In this case, mandatory vaccination policy was struck down.
Prior to the implementation of the subject policy, the ESA had established a policy in September of 2021 which allowed employees who did not voluntarily disclose their vaccination status to be tested. Arbitrator Stout determined that the ESA had not demonstrated any difficulties in protecting their workplace through the use of a combined vaccination and testing regime, other than an unfounded concern by the ESA that mandatory vaccination rules and policies by third parties could interfere with the ESA’s business and desire to bring employees back to work on-site in January of 2022.
There were no collective agreement provisions that dealt with vaccinations and that there had never been a requirement for any employee of the ESA to be vaccinated as a condition of employment. There were few cases even before vaccination, and many workers were not in direct contact with the public.
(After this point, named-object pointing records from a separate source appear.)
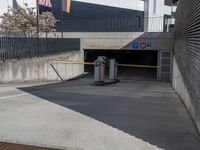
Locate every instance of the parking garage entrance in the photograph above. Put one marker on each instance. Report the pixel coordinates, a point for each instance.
(135, 64)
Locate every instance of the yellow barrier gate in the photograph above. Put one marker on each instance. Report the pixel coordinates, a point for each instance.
(120, 65)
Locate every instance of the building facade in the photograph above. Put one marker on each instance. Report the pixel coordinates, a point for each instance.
(108, 15)
(186, 70)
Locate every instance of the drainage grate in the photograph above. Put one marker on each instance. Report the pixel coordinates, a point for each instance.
(11, 146)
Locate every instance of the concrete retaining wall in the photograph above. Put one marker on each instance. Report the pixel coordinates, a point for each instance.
(39, 69)
(182, 91)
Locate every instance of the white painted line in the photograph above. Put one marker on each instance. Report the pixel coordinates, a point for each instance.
(13, 96)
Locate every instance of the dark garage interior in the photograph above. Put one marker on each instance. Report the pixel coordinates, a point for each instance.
(134, 57)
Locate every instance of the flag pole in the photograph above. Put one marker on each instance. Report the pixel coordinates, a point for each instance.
(37, 9)
(62, 18)
(37, 24)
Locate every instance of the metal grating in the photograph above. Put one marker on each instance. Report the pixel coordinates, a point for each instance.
(164, 63)
(187, 47)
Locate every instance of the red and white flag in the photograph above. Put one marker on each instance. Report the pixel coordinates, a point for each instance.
(46, 3)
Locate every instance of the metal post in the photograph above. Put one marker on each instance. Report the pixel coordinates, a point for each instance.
(99, 70)
(112, 69)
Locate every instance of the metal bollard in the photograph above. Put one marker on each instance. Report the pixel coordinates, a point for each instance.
(113, 67)
(99, 70)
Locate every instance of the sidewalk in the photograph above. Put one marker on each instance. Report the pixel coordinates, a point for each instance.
(130, 115)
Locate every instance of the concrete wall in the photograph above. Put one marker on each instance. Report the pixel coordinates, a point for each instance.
(120, 40)
(181, 89)
(39, 69)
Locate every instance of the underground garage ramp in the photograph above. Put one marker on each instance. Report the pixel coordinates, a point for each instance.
(146, 61)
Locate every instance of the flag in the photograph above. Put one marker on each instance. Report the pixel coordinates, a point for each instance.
(66, 5)
(44, 6)
(15, 4)
(46, 3)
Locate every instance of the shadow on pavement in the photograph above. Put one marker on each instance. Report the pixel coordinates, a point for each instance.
(148, 110)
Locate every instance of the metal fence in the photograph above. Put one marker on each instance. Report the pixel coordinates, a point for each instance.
(17, 48)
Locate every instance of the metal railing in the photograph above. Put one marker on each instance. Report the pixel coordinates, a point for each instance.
(18, 48)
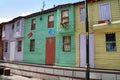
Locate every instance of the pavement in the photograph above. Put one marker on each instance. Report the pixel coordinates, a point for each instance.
(16, 77)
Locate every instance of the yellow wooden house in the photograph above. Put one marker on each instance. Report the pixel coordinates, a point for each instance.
(104, 34)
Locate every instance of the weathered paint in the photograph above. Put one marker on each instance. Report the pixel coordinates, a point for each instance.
(65, 58)
(80, 29)
(11, 34)
(104, 59)
(42, 32)
(1, 43)
(39, 34)
(50, 50)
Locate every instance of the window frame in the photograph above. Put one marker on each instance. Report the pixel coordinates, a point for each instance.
(19, 45)
(50, 23)
(33, 24)
(64, 18)
(82, 14)
(32, 45)
(110, 43)
(5, 46)
(101, 18)
(67, 43)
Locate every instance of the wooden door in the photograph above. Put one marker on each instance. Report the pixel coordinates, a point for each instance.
(50, 50)
(12, 51)
(1, 49)
(83, 50)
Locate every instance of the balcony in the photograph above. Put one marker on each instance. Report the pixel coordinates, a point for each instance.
(106, 24)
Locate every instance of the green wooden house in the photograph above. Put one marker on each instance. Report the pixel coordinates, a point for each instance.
(49, 37)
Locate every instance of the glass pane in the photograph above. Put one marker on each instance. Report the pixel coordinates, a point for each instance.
(110, 46)
(65, 14)
(51, 18)
(110, 37)
(66, 47)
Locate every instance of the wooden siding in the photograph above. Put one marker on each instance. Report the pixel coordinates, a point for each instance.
(50, 50)
(80, 28)
(10, 36)
(39, 34)
(1, 44)
(103, 59)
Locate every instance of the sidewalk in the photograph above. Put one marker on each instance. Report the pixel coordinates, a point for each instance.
(16, 77)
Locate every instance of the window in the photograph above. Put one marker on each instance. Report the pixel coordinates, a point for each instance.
(65, 16)
(6, 47)
(18, 23)
(105, 13)
(67, 43)
(32, 45)
(82, 14)
(13, 27)
(50, 21)
(110, 42)
(17, 26)
(19, 46)
(33, 23)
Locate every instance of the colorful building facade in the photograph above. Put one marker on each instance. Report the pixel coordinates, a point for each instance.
(57, 36)
(103, 34)
(1, 43)
(51, 41)
(12, 35)
(106, 27)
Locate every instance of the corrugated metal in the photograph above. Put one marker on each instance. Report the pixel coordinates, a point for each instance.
(50, 51)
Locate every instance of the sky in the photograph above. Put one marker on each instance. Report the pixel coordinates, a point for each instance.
(10, 9)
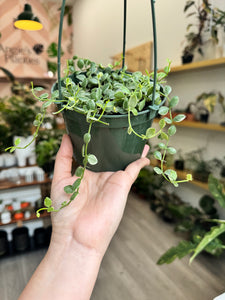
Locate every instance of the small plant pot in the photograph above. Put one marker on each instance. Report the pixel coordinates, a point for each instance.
(21, 240)
(4, 244)
(186, 59)
(200, 176)
(48, 235)
(111, 144)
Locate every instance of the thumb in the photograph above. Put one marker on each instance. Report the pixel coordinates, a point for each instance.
(134, 168)
(63, 162)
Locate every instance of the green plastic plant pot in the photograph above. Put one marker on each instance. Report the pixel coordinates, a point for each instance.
(111, 144)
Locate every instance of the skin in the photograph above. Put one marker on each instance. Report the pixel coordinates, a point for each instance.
(82, 231)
Arbitrator Stout reasoned that any rule or policy must be shown to be reasonably necessary and must involve a proportionate response to a real and demonstrated risk or business need.
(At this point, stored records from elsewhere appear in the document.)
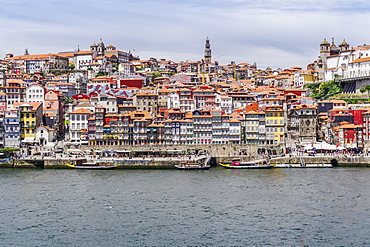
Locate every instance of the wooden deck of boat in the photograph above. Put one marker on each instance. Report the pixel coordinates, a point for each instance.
(305, 166)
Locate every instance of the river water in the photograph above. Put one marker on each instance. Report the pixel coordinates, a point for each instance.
(219, 207)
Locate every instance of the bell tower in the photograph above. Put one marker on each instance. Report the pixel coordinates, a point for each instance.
(207, 52)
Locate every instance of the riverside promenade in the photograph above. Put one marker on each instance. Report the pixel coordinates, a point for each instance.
(38, 161)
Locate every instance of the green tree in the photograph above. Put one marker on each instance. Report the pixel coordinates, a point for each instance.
(155, 75)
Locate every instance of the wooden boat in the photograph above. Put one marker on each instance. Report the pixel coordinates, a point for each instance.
(256, 164)
(192, 166)
(92, 165)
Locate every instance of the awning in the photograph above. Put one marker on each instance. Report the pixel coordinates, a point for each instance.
(28, 139)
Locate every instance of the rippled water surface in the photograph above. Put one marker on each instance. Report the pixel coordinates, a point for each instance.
(219, 207)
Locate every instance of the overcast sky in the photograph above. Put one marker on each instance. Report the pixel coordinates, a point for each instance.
(274, 33)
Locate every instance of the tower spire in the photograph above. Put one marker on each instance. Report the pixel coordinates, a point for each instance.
(207, 52)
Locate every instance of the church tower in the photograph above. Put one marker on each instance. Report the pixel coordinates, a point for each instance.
(207, 52)
(101, 48)
(344, 46)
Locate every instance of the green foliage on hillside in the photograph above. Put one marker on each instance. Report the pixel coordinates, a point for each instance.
(155, 75)
(325, 90)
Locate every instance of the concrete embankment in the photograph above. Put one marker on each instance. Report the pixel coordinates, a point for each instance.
(354, 161)
(61, 164)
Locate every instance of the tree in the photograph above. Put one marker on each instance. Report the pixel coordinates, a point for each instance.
(155, 75)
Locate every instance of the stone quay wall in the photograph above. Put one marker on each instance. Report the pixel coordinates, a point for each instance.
(168, 164)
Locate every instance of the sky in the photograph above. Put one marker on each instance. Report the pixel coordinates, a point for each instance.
(271, 33)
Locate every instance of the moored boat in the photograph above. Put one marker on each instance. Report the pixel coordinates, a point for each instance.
(192, 166)
(91, 165)
(256, 164)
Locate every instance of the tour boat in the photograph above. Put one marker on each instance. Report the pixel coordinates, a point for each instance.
(92, 165)
(256, 164)
(192, 166)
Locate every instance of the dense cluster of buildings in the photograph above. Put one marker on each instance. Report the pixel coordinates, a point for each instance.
(105, 96)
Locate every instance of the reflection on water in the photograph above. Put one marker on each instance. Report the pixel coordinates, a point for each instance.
(279, 207)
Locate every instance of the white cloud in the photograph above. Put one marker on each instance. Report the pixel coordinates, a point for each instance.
(275, 33)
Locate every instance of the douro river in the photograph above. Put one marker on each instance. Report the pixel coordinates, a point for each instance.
(218, 207)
Arbitrator Stout recognized that in workplace environments that presented high risks or where there were vulnerable populations, mandatory vaccination policies may not only be entirely reasonable but may also be necessary and required.
In sharp contrast, in a workplace settings where employees can work remotely and where there is no specific problem or significant risk of an outbreak presented, or of any significant interference with the employer’s operations, then a reasonable less intrusive alternative policy should be adopted.
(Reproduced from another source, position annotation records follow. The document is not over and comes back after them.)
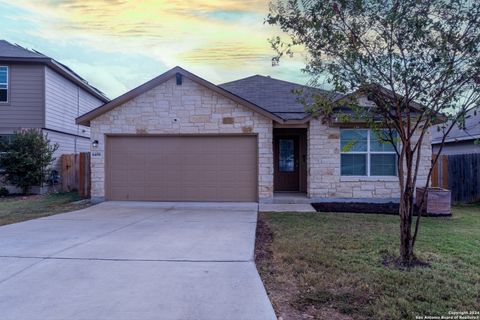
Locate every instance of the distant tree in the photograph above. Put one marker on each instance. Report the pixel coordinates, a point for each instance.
(418, 61)
(26, 159)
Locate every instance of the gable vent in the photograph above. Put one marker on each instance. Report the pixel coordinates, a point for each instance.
(179, 79)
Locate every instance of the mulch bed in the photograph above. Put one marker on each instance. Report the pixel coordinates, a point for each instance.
(364, 207)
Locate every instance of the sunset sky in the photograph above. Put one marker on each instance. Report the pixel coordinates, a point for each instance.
(118, 44)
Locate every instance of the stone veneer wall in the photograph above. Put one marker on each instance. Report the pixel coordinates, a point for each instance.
(325, 181)
(185, 109)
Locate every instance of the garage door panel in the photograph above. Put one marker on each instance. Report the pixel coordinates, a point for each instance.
(181, 168)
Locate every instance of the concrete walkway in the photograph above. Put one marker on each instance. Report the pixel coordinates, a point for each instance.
(134, 260)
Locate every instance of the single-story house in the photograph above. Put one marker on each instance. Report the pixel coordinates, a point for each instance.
(179, 137)
(461, 139)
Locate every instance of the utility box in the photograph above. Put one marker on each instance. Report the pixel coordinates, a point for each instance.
(437, 201)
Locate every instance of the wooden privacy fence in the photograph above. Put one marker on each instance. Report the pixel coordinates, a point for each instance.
(459, 173)
(75, 173)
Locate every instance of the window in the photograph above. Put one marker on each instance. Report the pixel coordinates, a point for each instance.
(3, 84)
(4, 139)
(366, 153)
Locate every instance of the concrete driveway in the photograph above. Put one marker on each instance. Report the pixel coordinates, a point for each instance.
(134, 260)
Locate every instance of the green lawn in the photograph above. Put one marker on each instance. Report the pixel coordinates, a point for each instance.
(16, 209)
(337, 265)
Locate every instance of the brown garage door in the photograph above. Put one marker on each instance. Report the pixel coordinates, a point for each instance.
(181, 168)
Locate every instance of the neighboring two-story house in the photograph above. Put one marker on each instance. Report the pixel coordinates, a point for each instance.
(38, 92)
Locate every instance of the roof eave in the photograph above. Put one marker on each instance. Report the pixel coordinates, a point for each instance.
(58, 68)
(87, 117)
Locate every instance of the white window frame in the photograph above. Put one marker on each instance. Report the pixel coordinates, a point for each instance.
(368, 153)
(6, 83)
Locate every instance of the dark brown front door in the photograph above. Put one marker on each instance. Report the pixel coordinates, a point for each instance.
(286, 163)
Arbitrator Stout distinguished the current case with the Paragon decision, and point out that 1) Paragon arose in a different context wherein employees performed all of their work at third party sites; and 2) the Paragon collective agreement contained language that required employees to receive a specific vaccination required at an assigned site. And as such Arbitrator Stout argued that his decision didn't conflict with Arbitrator von Veh’s award in Paragon.
3. Ontario Human Rights Commission Policy Statement Regarding COVID Vaccination
The Ontario Human Rights Commission Policy statement on COVID-19 vaccine mandates and proof of vaccine certificates, made on September 22, 2021, summed it up well. It’s all about balancing.
Vaccination requirements generally permissible
While receiving a COVID-19 vaccine remains voluntary, the OHRC takes the position that mandating and requiring proof of vaccination to protect people at work or when receiving services is generally permissible under the Human Rights Code (Code) as long as protections are put in place to make sure people who are unable to be vaccinated for Code-related reasons are reasonably accommodated. This applies to all organizations.
Upholding individual human rights while trying to collectively protect the general public has been a challenge throughout the pandemic. Organizations must attempt to balance the rights of people who have not been vaccinated due to a Code-protected ground, such as disability, while ensuring individual and collective rights to health and safety.
Personal preferences and singular beliefs not protected
The OHRC and relevant human rights laws recognize the importance of balancing people’s right to non-discrimination and civil liberties with public health and safety, including the need to address evidence-based risks associated with COVID-19.
Receiving a COVID-19 vaccine is voluntary. At the same time, the OHRC’s position is that a person who chooses not to be vaccinated based on personal preference does not have the right to accommodation under the Code. The OHRC is not aware of any tribunal or court decision that found a singular belief against vaccinations or masks amounted to a creed within the meaning of the Code.